Anna Maksymenko

Personal information
- Full name: Максименко Анна Олександрівна
- Born: 11 July 2007 (age 18) Lviv, Ukraine

Fencing career
- Sport: Fencing
- Country: Ukraine
- Weapon: épée
- Hand: right
- Club: Dynamo Lviv
- FIE ranking: ranking

Medal record
Women's épée
Representing Ukraine
European Championships
| Gold medal – first place | 2025 Genova | Team épée |
| Bronze medal – third place | 2026 Antony | Team épée |
Summer Universiade
| Silver medal – second place | 2025 Essen | Individual épée |
World Cadets Championships
| Gold medal – first place | 2024 Riyadh | Individual épée |
| Silver medal – second place | 2022 Dubai | Individual épée |
World Junior Championships
| Gold medal – first place | 2025 Wuxi | Team épée |
| Bronze medal – third place | 2023 Plovdiv | Individual épée |
European U23 Championships
| Gold medal – first place | 2025 Tallinn | Individual épée |
European Cadets Championships
| Gold medal – first place | 2024 Naples | Individual épée |
| Gold medal – first place | 2024 Naples | Team épée |
| Bronze medal – third place | 2023 Tallinn | Individual épée |
| Bronze medal – third place | 2023 Tallinn | Team épée |
European Junior Championships
| Gold medal – first place | 2024 Naples | Individual épée |
| Gold medal – first place | 2024 Naples | Team épée |
| Gold medal – first place | 2026 Tbilisi | Team épée |
| Silver medal – second place | 2026 Tbilisi | Individual épée |

= Anna Maksymenko =

Ukrainian fencer (born 2007)

Anna Oleksandrivna Maksymenko (Анна Олександрівна Максименко; born 11 July 2007) is a Ukrainian épée fencer.

==Career==
In 2018, Maksymenko debuted at the international junior tournament "Challenge Wratislavia" in Wrocław, winning a bronze medal in individual épée.

In 2021, she won a silver medal at the Budapest Cup in the team épée competition. Maksymenko also received gold in the individual épée competition at the tournament Belgrade Open.

The following year, she competed at the 2022 European Cadets Championships, held in Novi Sad, finishing 6th in the team épée competition.

At the 2022 Junior and Cadet Fencing World Championships in Dubai Maksymenko won a silver medal in the individual épée competition, losing Aleyna Ertürk from Turkey in final tournament.

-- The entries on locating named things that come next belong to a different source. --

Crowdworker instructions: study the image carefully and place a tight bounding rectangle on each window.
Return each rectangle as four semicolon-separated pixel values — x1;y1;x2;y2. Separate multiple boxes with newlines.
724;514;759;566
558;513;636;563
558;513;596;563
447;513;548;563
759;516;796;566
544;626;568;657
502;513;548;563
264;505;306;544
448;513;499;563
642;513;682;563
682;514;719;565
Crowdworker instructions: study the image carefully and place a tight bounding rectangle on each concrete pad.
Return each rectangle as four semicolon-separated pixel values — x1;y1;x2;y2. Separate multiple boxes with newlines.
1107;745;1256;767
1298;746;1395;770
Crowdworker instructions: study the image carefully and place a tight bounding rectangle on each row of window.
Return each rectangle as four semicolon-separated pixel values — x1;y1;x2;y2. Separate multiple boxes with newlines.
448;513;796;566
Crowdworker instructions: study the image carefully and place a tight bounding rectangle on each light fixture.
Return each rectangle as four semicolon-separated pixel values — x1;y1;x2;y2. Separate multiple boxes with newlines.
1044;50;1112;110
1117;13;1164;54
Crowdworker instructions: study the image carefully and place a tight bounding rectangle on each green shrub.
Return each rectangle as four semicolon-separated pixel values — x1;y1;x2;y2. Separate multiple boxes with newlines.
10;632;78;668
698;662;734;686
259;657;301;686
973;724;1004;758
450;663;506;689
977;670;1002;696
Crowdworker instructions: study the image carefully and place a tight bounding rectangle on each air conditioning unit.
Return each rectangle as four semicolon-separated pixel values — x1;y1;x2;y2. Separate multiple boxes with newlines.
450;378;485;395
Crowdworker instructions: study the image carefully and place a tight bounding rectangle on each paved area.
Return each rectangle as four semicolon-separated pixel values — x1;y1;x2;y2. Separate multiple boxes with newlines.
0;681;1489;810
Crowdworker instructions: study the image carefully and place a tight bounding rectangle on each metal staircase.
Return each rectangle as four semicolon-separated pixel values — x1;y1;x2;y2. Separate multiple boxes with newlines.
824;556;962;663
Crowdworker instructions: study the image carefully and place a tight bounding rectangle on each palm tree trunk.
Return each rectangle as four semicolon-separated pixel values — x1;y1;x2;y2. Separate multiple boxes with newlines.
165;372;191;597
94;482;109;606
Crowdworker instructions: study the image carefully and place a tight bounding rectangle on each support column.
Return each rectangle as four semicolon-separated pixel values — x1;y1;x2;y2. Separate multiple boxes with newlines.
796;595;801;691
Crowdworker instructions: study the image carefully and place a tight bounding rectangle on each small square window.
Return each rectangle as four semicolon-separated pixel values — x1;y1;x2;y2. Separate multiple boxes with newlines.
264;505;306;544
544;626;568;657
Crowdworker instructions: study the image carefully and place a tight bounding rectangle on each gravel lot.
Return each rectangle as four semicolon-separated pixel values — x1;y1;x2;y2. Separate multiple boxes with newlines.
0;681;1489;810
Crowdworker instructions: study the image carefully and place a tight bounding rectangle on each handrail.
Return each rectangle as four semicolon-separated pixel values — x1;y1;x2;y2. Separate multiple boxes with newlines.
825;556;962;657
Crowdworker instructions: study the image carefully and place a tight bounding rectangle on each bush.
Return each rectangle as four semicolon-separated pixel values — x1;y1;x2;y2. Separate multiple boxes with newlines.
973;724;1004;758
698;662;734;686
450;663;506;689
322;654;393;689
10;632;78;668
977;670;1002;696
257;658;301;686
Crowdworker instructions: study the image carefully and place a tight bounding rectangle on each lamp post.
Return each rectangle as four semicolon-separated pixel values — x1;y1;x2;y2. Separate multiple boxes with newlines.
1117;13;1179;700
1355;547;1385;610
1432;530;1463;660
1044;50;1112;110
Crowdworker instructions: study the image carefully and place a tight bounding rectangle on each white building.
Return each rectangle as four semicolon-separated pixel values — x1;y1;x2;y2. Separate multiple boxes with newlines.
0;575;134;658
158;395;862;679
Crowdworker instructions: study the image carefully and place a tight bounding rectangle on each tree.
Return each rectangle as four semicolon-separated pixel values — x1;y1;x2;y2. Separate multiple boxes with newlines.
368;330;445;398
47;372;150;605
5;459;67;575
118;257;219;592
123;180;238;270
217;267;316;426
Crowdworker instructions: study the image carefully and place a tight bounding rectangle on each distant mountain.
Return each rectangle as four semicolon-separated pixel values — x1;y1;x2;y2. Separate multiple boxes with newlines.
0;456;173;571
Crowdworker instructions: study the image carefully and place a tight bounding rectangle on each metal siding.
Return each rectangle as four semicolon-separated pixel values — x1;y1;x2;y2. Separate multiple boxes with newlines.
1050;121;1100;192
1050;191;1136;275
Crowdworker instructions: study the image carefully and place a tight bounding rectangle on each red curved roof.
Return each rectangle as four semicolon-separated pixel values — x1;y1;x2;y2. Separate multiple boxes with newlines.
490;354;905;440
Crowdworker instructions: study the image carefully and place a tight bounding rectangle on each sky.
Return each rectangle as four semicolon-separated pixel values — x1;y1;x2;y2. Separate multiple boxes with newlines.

In 2023, Maksymenko debuted competing at the Junior Fencing World Cup stage in Laupheim, winning a gold medal in the individual épée competition. She also competed at the 2023 European Cadets Championships in Tallinn, where she won two bronze medals in the individual and team épée competitions.

At the 2023 Junior and Cadet Fencing World Championships in Plovdiv Maksymenko won a bronze medal in junior individual épée competition, losing Alicja Klasik from Poland in semifinals.

The following year, Maksymenko became four-time European champion among juniors and cadets at the European Cadets Championships in Napoli in the individual and team épée competitions.

Maksymenko also became World champion in the cadets individual épée competition at the 2024 Junior and Cadet Fencing World Championships in Riyadh, defeating Sharika Gajjala from the United States in final tournament.